Probing the Higgs Self-Coupling with an XFEL Compton $γγ$ Collider at $\sqrt{s} = 380$ GeV

Abstract

We present a study probing the Higgs self-coupling with the X-ray free-electron laser Compton $γγ$ Collider (XCC) concept. The analysis is performed considering the $γγ\to HH \to bb\overline{bb}$ channel, and results are then extrapolated to obtain a projection on the Higgs self-coupling sensitivity that ranges between 7% and 12%. An ensemble of boosted decision trees is trained to discriminate between signal and backgrounds, paired with a genetic algorithm optimizer to combine the final classifier outputs. This study suggests that an X-ray FEL-based $γγ$ collider is a powerful tool to probe the mechanism of electroweak symmetry breaking, complementary to $e^+e^-$ Higgs factories and future high-energy hadron colliders.

Figures (18)

• Figure 1: Schematic of XCC including cryogenic RF injector, Linac, electron beam final focus (FF), and XFEL.
• Figure 2: Close-up of the IP, illustrating the Compton process using only one side of the collider.

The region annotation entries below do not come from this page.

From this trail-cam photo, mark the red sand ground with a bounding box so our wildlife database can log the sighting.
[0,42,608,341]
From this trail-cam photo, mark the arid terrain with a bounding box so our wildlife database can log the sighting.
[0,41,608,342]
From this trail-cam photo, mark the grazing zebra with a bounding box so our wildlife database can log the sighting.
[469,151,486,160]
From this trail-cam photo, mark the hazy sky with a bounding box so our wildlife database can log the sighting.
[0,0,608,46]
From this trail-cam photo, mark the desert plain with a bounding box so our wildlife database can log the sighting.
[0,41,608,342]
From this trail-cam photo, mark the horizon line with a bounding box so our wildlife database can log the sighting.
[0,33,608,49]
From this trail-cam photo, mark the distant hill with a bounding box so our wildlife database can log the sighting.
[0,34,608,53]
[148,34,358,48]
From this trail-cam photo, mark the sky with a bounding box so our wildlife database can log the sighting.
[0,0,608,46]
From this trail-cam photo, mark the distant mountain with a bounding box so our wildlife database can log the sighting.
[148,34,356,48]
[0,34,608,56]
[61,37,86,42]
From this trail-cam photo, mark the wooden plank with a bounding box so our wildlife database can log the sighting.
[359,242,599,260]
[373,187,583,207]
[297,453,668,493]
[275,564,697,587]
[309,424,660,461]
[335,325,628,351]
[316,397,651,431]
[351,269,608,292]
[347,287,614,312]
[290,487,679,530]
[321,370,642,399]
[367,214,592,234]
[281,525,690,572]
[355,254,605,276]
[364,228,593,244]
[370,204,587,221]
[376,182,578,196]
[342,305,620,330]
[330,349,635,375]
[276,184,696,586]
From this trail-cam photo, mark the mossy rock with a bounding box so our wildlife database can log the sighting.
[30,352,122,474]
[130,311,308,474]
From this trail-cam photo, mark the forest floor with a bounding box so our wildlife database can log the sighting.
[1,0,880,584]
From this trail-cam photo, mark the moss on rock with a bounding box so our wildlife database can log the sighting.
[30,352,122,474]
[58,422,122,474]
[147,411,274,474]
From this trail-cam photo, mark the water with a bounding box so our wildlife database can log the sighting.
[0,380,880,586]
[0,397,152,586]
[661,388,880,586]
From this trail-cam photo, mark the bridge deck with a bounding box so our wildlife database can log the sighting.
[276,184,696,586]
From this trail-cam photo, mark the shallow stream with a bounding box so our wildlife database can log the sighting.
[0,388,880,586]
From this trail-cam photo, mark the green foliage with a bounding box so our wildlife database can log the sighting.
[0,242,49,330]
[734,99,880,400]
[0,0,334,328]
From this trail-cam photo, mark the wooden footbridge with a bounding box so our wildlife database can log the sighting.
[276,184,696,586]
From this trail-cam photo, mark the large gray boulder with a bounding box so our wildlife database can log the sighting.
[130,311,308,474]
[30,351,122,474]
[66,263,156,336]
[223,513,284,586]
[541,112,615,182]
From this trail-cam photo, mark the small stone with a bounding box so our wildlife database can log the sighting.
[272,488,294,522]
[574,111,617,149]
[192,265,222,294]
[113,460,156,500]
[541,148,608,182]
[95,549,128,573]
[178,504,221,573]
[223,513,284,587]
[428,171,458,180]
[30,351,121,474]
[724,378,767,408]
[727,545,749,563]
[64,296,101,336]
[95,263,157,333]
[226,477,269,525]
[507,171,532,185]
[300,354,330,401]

The diagram can be mirrored to obtain the other side.
• Figure 3: Luminosity spectra for the two most important initial state particle combinations: $\gamma\gamma$ collisions (blue) and $e^+e^-$ collisions (gold) for the center-of-mass energy range $150\ \mathrm{GeV} < \sqrt{\widehat{s}} < 380\ \mathrm{ GeV}$. Events due to $e^-\gamma$ and $e^-e^-$ collisions make up only 1.5% of the total background after the final signal-background separation.
• Figure 4: Luminosity spectrum for collisions of $\gamma\gamma$ (blue), $e^-\gamma$ (red) $e^+e^-$ (gold) and $e^-e^-$ (green) for the full center-of-mass energy range $0\ \mathrm{GeV} < \sqrt{\widehat{s}} < 380\ \mathrm{ GeV}$.
• Figure 5: Feynman diagrams for di-Higgs production at XCC at $\sqrt{s} = 380$ GeV and linear $e^+e^-$ colliders at $\sqrt{s} = 500$ GeV. Left: Tree-level $e^+e^- \to ZHH$ process typical of linear colliders such as the ILC, which includes an on-shell $Z$ boson in the final state. Right: Loop-level $\gamma\gamma \to HH$ process at the XCC, mediated by virtual $W$ bosons and top quarks.